United States Attorney for the Eastern District of Louisiana
- In office 1978–1991
- President: Jimmy Carter Ronald Reagan George H. W. Bush
- Preceded by: Gerald J. Gallinghouse
- Succeeded by: Harry A. Rosenberg

Personal details
- Born: April 22, 1935 New Orleans, Louisiana, USA
- Died: February 12, 2011 (aged 75) Tulsa, Oklahoma
- Party: Democratic-turned-Republican
- Spouse: Daisy Volz
- Children: John Volz, Jr.
- Alma mater: Jesuit High School Tulane University Tulane University Law School
- Occupation: Attorney

= John Volz =

American lawyer (1935–2011)

John P. Volz, Sr. (April 22, 1935 - February 12, 2011) was a prominent lawyer from New Orleans, Louisiana. He was the attorney for the United States District Court for the Eastern District of Louisiana under President Jimmy Carter, a Democrat, and Presidents Ronald W. Reagan and George Herbert Walker Bush, both Republicans.

Volz was chosen as U.S. attorney in 1977 after the initial choice, George W. Reese, Jr., of New Orleans, a former Republican national committeeman, withdrew from consideration after the Federal Bureau of Investigation came forward with "allegations" of his drinking, gambling, and procurement of a loan from a financial institution with mob ties.

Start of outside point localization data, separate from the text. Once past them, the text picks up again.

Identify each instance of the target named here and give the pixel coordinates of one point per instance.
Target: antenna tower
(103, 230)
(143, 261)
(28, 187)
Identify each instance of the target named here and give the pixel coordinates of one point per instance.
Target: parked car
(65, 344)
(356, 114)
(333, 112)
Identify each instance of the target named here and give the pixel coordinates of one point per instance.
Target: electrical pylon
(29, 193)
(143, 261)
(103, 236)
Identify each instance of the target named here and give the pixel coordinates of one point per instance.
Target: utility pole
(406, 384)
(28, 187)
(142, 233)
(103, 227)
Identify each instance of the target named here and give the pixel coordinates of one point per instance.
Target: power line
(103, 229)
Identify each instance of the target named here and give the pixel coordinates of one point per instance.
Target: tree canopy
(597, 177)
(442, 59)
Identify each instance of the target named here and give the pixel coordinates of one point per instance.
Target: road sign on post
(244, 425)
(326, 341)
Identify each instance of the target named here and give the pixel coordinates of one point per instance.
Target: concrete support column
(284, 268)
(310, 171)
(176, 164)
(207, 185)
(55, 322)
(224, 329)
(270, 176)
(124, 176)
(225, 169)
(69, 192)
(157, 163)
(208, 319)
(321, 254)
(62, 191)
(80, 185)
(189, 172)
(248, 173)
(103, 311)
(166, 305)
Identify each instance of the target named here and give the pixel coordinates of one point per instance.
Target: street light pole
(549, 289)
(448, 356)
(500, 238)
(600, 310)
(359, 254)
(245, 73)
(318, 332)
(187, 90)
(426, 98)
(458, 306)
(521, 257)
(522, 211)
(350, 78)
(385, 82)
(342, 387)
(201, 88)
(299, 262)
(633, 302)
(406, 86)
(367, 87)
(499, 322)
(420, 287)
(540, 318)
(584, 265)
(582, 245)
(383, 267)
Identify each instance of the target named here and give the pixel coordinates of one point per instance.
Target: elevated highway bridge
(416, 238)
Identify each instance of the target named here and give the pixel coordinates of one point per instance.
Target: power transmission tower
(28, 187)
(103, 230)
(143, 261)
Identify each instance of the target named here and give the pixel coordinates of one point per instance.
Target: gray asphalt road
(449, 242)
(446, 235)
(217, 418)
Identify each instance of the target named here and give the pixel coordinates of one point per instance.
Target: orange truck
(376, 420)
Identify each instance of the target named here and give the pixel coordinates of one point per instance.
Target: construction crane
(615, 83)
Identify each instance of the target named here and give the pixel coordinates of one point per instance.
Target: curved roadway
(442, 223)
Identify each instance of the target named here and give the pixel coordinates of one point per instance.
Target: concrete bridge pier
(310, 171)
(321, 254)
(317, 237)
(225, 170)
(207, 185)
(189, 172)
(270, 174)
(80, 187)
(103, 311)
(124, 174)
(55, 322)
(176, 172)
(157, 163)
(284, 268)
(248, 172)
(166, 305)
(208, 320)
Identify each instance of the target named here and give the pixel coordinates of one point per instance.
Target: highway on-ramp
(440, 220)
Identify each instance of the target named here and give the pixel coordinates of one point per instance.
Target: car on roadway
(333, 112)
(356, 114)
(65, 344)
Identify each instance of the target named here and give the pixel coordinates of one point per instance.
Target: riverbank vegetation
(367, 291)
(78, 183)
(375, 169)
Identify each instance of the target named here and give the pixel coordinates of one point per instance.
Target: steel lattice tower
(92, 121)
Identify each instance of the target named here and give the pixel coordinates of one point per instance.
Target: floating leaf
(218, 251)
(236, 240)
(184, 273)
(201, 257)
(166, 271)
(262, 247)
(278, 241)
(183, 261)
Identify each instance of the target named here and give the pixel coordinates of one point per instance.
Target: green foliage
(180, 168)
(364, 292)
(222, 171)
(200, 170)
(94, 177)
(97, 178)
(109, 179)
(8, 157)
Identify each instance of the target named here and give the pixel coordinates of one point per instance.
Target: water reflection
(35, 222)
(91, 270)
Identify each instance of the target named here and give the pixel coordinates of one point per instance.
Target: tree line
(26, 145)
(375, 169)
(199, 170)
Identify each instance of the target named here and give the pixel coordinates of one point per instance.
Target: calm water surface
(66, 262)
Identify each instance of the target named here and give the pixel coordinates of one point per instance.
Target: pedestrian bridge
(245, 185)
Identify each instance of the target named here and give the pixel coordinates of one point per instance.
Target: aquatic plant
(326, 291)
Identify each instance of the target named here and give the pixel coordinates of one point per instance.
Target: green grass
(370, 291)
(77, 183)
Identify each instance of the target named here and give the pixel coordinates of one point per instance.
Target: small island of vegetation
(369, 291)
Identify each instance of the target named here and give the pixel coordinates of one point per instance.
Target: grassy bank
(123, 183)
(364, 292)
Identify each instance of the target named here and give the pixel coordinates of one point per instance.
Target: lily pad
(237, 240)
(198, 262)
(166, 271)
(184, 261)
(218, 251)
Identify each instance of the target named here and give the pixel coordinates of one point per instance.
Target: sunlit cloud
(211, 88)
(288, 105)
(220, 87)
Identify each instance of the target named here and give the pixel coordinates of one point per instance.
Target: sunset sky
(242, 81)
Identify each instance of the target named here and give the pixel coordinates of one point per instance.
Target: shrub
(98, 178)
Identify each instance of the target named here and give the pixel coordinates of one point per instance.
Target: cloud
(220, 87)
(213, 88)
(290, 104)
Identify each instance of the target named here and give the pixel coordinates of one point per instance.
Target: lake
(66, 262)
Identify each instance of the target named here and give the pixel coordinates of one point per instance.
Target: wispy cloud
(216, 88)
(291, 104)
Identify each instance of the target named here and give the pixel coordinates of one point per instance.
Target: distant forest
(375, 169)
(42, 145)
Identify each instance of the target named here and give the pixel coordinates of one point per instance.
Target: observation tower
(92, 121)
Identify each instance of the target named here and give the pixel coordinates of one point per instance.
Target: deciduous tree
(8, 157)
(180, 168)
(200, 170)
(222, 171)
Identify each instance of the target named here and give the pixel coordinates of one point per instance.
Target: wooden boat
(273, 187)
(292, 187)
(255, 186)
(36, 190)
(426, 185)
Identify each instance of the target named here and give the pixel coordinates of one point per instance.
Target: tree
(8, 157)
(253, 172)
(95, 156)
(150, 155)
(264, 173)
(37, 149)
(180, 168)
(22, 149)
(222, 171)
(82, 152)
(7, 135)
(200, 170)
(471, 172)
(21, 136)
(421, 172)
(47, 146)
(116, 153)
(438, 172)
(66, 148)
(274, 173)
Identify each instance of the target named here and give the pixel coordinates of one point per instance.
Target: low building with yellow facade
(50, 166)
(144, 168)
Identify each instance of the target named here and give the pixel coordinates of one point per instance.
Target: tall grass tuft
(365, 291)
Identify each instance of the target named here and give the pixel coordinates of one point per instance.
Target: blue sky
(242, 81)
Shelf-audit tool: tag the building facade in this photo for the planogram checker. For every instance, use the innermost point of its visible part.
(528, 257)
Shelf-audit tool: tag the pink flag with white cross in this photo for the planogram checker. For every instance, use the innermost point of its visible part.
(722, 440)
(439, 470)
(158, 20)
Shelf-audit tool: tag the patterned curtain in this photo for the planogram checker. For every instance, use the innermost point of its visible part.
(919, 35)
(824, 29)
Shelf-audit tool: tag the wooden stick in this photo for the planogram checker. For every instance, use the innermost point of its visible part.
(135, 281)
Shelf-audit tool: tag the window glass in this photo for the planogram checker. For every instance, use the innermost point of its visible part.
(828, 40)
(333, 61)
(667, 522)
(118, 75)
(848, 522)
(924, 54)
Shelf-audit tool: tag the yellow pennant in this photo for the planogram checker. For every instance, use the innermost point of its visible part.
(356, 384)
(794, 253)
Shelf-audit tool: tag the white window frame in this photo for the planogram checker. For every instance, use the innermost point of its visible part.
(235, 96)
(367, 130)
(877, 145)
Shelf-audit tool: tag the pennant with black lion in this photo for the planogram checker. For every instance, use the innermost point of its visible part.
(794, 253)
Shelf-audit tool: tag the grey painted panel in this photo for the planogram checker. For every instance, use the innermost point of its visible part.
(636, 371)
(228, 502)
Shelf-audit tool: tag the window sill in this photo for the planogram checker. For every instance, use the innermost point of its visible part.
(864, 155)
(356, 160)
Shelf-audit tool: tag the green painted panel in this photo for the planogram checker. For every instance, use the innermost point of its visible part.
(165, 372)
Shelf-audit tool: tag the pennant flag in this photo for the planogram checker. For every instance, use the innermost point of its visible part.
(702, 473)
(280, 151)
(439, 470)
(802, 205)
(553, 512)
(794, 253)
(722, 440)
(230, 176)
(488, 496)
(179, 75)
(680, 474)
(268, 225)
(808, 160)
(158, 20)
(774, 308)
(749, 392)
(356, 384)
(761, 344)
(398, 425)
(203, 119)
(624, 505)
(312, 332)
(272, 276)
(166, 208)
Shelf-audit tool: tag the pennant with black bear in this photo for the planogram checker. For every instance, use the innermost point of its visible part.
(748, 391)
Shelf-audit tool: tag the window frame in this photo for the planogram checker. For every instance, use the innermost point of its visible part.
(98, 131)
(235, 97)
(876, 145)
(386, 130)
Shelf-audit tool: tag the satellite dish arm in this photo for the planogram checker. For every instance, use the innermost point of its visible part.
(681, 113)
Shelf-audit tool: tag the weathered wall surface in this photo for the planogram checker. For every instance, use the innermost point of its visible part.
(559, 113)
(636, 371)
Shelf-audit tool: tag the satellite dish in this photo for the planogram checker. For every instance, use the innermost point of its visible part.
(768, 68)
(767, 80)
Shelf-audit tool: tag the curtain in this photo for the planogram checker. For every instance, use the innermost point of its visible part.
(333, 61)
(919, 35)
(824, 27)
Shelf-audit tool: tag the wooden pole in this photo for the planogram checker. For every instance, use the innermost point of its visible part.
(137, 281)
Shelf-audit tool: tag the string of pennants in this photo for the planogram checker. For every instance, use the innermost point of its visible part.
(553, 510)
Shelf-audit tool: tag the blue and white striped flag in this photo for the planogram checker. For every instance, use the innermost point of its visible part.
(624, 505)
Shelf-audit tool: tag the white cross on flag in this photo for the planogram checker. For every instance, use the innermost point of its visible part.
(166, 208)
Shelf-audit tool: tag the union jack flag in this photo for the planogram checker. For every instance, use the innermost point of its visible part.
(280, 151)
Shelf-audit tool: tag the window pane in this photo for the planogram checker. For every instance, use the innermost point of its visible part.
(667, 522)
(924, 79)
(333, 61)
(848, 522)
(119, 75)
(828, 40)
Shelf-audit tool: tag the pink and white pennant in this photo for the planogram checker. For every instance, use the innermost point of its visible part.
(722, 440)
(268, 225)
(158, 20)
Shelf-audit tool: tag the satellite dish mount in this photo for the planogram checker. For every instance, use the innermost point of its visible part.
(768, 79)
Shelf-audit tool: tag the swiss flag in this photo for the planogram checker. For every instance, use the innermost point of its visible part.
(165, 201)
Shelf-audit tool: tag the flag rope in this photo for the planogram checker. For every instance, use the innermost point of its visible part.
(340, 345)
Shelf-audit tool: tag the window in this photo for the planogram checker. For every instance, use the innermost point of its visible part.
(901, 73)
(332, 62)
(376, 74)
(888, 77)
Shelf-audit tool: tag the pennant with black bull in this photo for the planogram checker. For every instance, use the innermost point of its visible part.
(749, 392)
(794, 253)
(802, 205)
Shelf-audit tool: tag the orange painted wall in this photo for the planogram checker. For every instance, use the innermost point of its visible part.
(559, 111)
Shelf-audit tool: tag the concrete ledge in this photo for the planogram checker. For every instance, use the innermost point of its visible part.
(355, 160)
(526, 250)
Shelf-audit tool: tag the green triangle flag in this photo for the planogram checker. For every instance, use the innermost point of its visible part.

Volz in time prosecuted reputed Mafia figure Carlos Marcello, Louisiana commissioner of administration Charles E. Roemer, II, Orleans Parish District Attorney Harry Connick Sr., Louisiana State Senate President Michael H. O'Keefe, Sr., and Governor Edwin Washington Edwards.

In 1995, Volz, running as a Republican, finished third in a crowded nonpartisan blanket primary for sheriff of suburban St. Tammany Parish outside New Orleans. In 1996, failed in a bid to oust Walter Reed as district attorney in the 22nd Judicial District, which covers St. Tammany and Washington parishes.

Volz died in Tulsa, Oklahoma, where he had been an administrative law judge for several years until forced to retire on December 31, 2010, because of failing health. His widow, Daisy Volz, said that he would be interred in New Orleans.